Only at the point where you chose to display them on your console or through some other "display" format. The native format that crosses the wire in BSON format won't have this issue.

If you choose not to display the contents to your terminal or debugger, it will never have been encoded to base64 or any other format.

Point of Correction

which led me to find this about BSON data types.

Which clearly tells us the payload will be base64!

The linked page is referring to MongoDB Extended JSON, not the wire BSON format.

It is true that Extended JSON encodes the binary to base64, that is not true about bson itself.

As below, the only time your driver will pass the data through the extended JSON conversion is at the moment you ask it to display the contents to you via a print or debug

Details

BSON's Spec (the internal mongodb serialization format) binaries are native byte format.
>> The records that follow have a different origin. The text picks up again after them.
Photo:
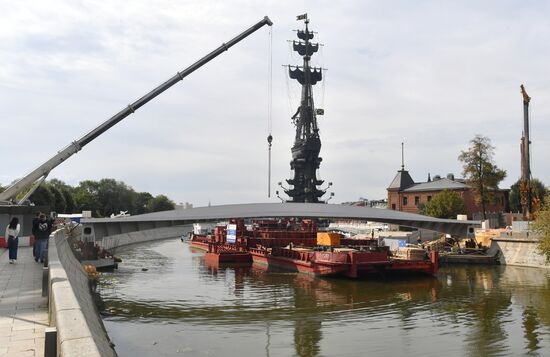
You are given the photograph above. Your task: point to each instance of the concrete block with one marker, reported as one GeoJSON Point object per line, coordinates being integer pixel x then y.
{"type": "Point", "coordinates": [64, 297]}
{"type": "Point", "coordinates": [82, 347]}
{"type": "Point", "coordinates": [71, 324]}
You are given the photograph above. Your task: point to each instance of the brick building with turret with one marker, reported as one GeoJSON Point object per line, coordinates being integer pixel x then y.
{"type": "Point", "coordinates": [404, 194]}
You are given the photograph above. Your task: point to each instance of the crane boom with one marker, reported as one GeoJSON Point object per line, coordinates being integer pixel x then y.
{"type": "Point", "coordinates": [43, 170]}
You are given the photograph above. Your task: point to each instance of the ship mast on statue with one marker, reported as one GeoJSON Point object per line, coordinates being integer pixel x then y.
{"type": "Point", "coordinates": [307, 144]}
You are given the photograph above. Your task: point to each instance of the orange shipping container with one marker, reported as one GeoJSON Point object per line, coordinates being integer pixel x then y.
{"type": "Point", "coordinates": [331, 239]}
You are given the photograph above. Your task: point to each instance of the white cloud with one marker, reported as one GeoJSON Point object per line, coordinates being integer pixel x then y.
{"type": "Point", "coordinates": [432, 74]}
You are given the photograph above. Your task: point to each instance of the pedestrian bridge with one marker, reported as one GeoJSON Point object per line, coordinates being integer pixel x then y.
{"type": "Point", "coordinates": [99, 228]}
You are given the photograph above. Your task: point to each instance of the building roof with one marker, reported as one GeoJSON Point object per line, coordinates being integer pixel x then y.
{"type": "Point", "coordinates": [401, 181]}
{"type": "Point", "coordinates": [437, 185]}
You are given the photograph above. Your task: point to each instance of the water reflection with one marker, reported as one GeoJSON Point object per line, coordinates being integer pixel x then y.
{"type": "Point", "coordinates": [476, 311]}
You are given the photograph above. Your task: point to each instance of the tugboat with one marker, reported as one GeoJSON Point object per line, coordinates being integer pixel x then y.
{"type": "Point", "coordinates": [300, 247]}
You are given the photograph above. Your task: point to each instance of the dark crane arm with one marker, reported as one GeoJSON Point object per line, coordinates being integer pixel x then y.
{"type": "Point", "coordinates": [39, 174]}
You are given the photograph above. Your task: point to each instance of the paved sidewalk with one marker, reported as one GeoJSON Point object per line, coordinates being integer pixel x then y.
{"type": "Point", "coordinates": [23, 310]}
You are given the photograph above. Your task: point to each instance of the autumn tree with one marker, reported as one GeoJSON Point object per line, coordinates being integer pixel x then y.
{"type": "Point", "coordinates": [542, 227]}
{"type": "Point", "coordinates": [537, 188]}
{"type": "Point", "coordinates": [446, 204]}
{"type": "Point", "coordinates": [481, 173]}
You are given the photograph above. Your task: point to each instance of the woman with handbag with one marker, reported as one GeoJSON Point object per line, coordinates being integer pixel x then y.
{"type": "Point", "coordinates": [12, 233]}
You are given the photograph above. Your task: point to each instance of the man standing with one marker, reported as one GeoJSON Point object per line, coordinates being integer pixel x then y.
{"type": "Point", "coordinates": [42, 229]}
{"type": "Point", "coordinates": [34, 228]}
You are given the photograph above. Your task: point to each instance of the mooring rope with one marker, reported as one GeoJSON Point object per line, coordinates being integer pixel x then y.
{"type": "Point", "coordinates": [269, 108]}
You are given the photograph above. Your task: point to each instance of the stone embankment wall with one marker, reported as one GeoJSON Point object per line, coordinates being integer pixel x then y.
{"type": "Point", "coordinates": [80, 330]}
{"type": "Point", "coordinates": [516, 250]}
{"type": "Point", "coordinates": [119, 240]}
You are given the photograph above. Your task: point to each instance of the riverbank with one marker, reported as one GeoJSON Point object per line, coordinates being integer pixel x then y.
{"type": "Point", "coordinates": [194, 309]}
{"type": "Point", "coordinates": [23, 309]}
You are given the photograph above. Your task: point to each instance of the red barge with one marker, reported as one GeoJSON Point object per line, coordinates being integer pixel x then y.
{"type": "Point", "coordinates": [302, 248]}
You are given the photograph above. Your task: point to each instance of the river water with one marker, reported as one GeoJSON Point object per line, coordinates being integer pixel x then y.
{"type": "Point", "coordinates": [165, 301]}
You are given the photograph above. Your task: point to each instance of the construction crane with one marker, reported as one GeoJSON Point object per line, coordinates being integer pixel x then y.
{"type": "Point", "coordinates": [526, 194]}
{"type": "Point", "coordinates": [38, 175]}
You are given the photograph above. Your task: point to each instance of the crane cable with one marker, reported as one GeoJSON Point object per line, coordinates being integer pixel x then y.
{"type": "Point", "coordinates": [269, 108]}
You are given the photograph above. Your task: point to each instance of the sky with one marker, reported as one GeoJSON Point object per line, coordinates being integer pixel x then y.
{"type": "Point", "coordinates": [431, 74]}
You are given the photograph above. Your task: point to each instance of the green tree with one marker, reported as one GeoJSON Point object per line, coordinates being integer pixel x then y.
{"type": "Point", "coordinates": [542, 227]}
{"type": "Point", "coordinates": [66, 191]}
{"type": "Point", "coordinates": [141, 202]}
{"type": "Point", "coordinates": [446, 204]}
{"type": "Point", "coordinates": [537, 187]}
{"type": "Point", "coordinates": [59, 200]}
{"type": "Point", "coordinates": [480, 171]}
{"type": "Point", "coordinates": [85, 197]}
{"type": "Point", "coordinates": [114, 196]}
{"type": "Point", "coordinates": [160, 203]}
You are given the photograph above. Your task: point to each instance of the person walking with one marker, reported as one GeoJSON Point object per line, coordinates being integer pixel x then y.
{"type": "Point", "coordinates": [43, 229]}
{"type": "Point", "coordinates": [34, 228]}
{"type": "Point", "coordinates": [12, 233]}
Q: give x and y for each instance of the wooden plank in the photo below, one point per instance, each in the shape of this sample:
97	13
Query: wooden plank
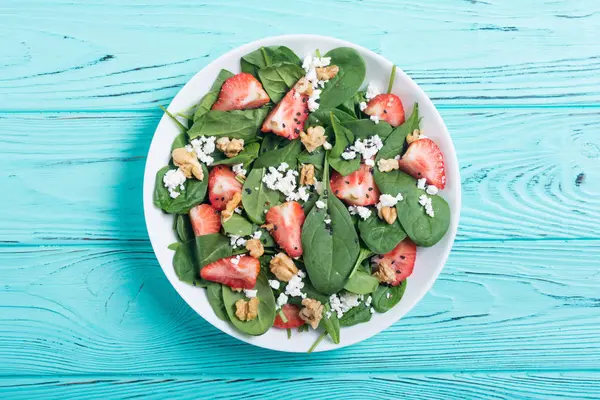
128	55
108	309
535	385
521	170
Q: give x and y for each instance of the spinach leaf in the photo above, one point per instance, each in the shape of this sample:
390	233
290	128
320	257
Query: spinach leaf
277	79
378	235
266	307
343	138
331	324
212	247
265	56
364	128
214	293
395	142
237	225
247	155
256	201
194	193
356	315
240	124
348	80
288	153
380	300
330	250
183	228
211	97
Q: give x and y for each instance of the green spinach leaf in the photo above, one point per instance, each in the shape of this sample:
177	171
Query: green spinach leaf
277	79
380	300
266	308
348	80
256	201
194	193
240	124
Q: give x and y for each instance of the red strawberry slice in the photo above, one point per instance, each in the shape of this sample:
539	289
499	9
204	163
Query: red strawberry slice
424	159
388	107
241	275
357	188
287	220
241	92
287	119
205	220
222	185
292	313
402	258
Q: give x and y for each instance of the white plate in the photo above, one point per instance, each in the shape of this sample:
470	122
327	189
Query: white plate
430	261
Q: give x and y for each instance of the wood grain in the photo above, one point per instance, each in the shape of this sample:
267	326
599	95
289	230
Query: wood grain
536	385
128	55
87	169
108	310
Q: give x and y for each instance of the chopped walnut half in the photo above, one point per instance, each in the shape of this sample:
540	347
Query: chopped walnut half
231	206
326	73
283	267
246	310
414	136
387	165
232	147
384	272
312	312
313	138
188	163
307	174
255	247
303	86
388	214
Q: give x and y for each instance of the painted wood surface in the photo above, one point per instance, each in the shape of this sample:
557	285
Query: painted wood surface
85	311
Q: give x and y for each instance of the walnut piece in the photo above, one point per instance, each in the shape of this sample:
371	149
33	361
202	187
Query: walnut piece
246	310
388	214
384	272
313	138
307	174
387	165
326	73
188	163
414	136
283	267
232	147
231	206
255	247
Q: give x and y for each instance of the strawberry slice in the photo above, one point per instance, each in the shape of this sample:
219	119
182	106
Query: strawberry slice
222	185
388	107
241	275
287	220
205	220
357	188
241	92
424	159
292	313
402	258
287	118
The relevant portion of the spec:

binary  ::=     int32 subtype (byte*)

indicates that a binary object is

  1. length of the byte*,
  2. followed by a 1-byte subtype
  3. followed by the raw bytes

in the case of the bytes "Hello\x00World" which includes a null byte right in the middle

the "wire format" would be

[11] [0x00] [Hello\x00World]

notice, stack overflow, like virtually every driver or display terminal struggles with the embedded null byte, as would just about every display terminal unless the system made evident that the null byte is actually included in the bytes to be displayed.

meaning the integer (packed into a 32bit byte) followed by 1byte subtype, followed by the literal bytes is what will actually cross the wire.

As you pointed out, most languages would have immense trouble rendering this onscreen to a user.

Extended JSON is the specification that involves the most appropriate way to render non-displayable data into drivers.

Object IDs aren't just bytes, they're objects that can represent timestamps.

Timestamps aren't just numbers, they can represent timezones and be converted to display against the user timezone.

Binaries aren't always text, may have problematic bytes in there, and the easiest way to not bork up your terminal/gui/debugger is to simply encode them away in some ASCII format like base64.

Keep in Mind

bson.Binary and GridFS are not really supposed to be displayed/printed/written in their wire format. The wire format exists for the transfer layer.

To ease with debugging and print statements, most drivers implement a easily "displayable" format that yanks the native BSON format through the Extended JSON spec.

If you simply choose not to display/encode as extend JSON/debug/print, the binary bytes will never actually be base64 encoded by the driver.